家庭医学館 「新生児の呼吸障害」の解説
しんせいじのこきゅうしょうがい【新生児の呼吸障害 Respiratory Disturbances】
早産(そうざん)にともなう呼吸障害には、呼吸中枢が未熟なためにおこる無呼吸発作(むこきゅうほっさ)と、サーファクタントという肺胞(はいほう)の表面張力をコントロールする物質が不足して肺がふくらみにくくなる呼吸窮迫症候群(こきゅうきゅうはくしょうこうぐん)とがあります。
正期産(せいきさん)・過期産(かきざん)にみられる呼吸障害には、胎児仮死(たいじかし)にともなう胎便(たいべん)吸引症候群と気胸(ききょう)とがあります。
早産、正期産いずれでもおこるのは、産道(さんどう)を通るときにB群溶連菌などに感染する新生児肺炎です。そのほか、新生児の呼吸障害の原因として、先天異常による横隔膜(おうかくまく)ヘルニア、食道閉鎖をともなった気管食道瘻(きかんしょくどうろう)、羊水過少(ようすいかしょう)による肺低形成(はいていけいせい)などがまれにみられます。
[検査と診断]
呼吸困難の症状は、多呼吸・呻吟(しんぎん)(うなり声)・陥没(かんぼつ)呼吸(胸骨下(きょうこつか)や肋間(ろっかん)が息を吸うとくぼむ)があります。また、呼吸を10秒以上休む、無呼吸という呼吸調節障害も早産児には多くみられます。

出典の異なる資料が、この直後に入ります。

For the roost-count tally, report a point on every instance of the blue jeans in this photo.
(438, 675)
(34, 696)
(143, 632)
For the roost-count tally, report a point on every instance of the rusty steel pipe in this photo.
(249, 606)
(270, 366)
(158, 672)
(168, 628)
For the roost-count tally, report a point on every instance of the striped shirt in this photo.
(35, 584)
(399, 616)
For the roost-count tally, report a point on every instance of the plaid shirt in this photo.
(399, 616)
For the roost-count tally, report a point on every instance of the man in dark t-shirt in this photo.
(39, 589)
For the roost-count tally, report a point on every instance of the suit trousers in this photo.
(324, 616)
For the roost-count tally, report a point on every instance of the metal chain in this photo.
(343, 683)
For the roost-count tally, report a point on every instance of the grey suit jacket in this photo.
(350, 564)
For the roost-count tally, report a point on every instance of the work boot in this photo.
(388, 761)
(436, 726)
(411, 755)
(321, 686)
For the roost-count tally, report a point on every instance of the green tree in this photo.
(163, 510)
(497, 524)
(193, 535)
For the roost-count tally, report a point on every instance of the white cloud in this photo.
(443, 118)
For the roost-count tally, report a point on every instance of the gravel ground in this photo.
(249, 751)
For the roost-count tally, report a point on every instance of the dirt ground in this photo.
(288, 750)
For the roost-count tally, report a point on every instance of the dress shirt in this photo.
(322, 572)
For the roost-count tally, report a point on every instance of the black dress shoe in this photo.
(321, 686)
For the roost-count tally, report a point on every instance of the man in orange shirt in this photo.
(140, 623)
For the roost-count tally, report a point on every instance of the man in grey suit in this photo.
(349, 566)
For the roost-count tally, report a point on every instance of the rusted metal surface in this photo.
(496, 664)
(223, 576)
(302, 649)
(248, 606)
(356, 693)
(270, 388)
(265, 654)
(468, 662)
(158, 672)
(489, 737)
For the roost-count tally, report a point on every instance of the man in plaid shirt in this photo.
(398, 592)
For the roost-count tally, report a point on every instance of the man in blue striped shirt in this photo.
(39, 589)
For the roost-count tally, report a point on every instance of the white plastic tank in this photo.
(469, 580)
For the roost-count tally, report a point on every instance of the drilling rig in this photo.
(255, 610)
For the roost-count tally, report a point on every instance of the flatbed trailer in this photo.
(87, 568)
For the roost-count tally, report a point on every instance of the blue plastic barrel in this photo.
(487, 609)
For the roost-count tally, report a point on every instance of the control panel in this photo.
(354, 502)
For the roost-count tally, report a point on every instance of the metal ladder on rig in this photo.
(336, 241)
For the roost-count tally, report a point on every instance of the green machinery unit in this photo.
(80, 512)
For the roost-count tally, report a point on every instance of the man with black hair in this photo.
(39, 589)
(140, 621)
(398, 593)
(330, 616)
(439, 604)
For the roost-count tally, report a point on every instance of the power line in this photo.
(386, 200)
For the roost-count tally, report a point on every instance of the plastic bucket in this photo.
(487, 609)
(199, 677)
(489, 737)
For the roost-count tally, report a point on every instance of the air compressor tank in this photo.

皮膚の色が悪いと酸素不足が疑われますが、経皮的(けいひてき)酸素濃度計やパルスオキシメータを使うと、からだの中の酸素不足状態が簡単に正しく診断されます。胸部X線検査もたいせつです。
[治療]
酸素吸入を行ないますが、改善しなければ、気管内に管を挿入して人工呼吸器を使用します。
サーファクタント不足には、ウシの肺からつくられた人工サーファクタントを気管内に与えます。
胎便吸引症候群では胎便による肺炎をおこします。気胸(ききょう)などを合併すると肺が損傷されるため、重症の場合は体外式膜型人工肺(たいがいしきまくがたじんこうはい)(ECMO)を使って治療します。軽症の場合は、酸素吸入だけで数日で改善します。
そのほか、細菌感染には抗生物質が使用され、先天性の形態異常の場合は小児外科のある病院に転院して確定診断を受け、手術治療を受けます。